Despite all of these advancements and the promise of even greater innovations to come, Dr. Klibanski is concerned they will be applied unevenly. “The industry is at a crossroads,” she observed. “It has never been more effective, as demonstrated by its response to the pandemic. At the same time, its historic shortcomings in caring for those most in need have exacerbated the effect of the coronavirus.”
Those shortcomings can be in how care is meted out by geography, between wealthy and poor patients, or even because of unequal capacity and capabilities of individual providers. AI in particular is vulnerable to the biases of developers who build algorithms.
In particular, she is an active proponent of having more diversity – people of color and women – in the field to counter a world of medical haves and have nots. Even in a year when women - from front line caregivers to Nobel Prize winners – were recognized for their contributions to medicine, they are still noticeably absent in research and development roles.
This is attributable to a wide range of issues, from a lack of support by institutions to lack of funding for women-led initiatives to poor workplace policies that lead to drop out by women because of childcare issues. According to a 2019 analysis by Erin Cech, a sociologist at the University of Michigan in Ann Arbor, nearly 50% of the women in the field of science leave the field after the birth of their first child.
Funding Women in Research
Dr. Klibanski has experienced much of this firsthand. As a junior faculty member at Mass General Hospital, she remembers there being very few women in leadership positions. She also noticed many of the female faculty members were leaving just as their careers were beginning to advance, most to have and raise children.
To help stem the tide at Mass General, she teamed with honorary trustee Jane Claflin to create the Claflin Award, a two year grant worth $50,000 per year to support female academics in medicine. Grant winners can use the funds to hire additional technicians in a laboratory, a study coordinator for clinical research, or for childcare.
The grant has been a tremendous success with more than 100 awardees to date and has spawned similar programs at other systems. Of note, 2002 Claflin award-winner Dr. Rochelle Walensky was recently nominated by President-Elect Biden to be the head of the CDC. Dr. Klibanski says that in addition to financially supporting winners, the program also sends a message that women are valued as faculty members and seen as future leaders.
Dr.

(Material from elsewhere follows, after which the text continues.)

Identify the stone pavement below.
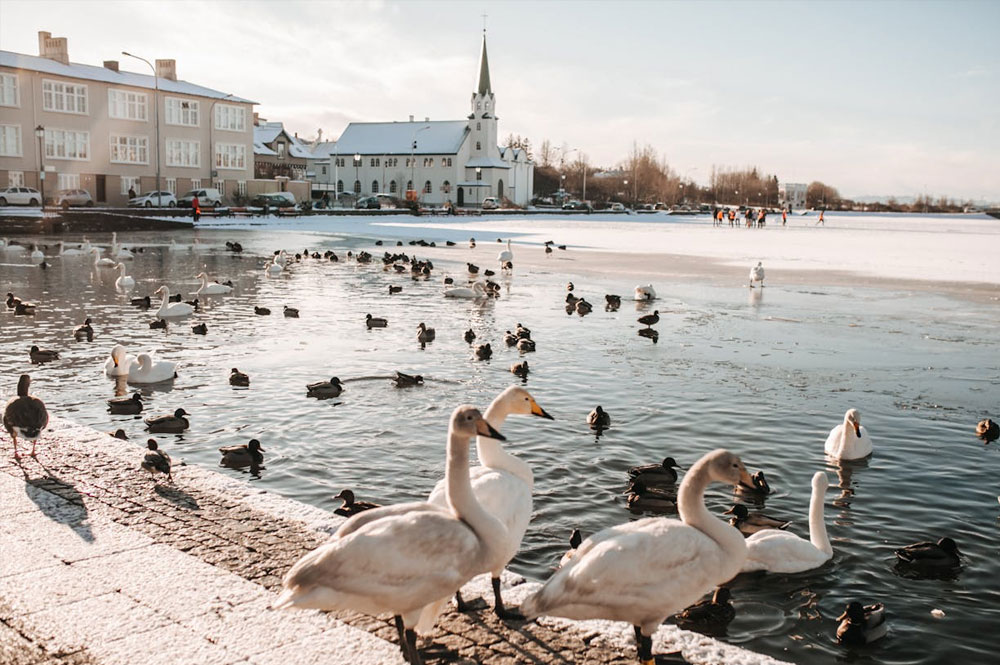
[0,418,779,665]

Klibanski hopes to see more efforts like this in the recruitment, training, and nurturing of women in academic medicine and healthcare overall. She ardently believes the mission of medical research is to catalyze change for the benefit of all people — no matter where they live, their gender or race, or their economic and social status. The key to achieving that mission is to build a diverse workforce and leadership team that reflects those populations.
So, coming out of this pandemic, she is charging all of us – including caregivers and administrators – to make this an urgent priority. Profound change is happening in medicine, and we must ensure the transformation is for the benefit of every patient.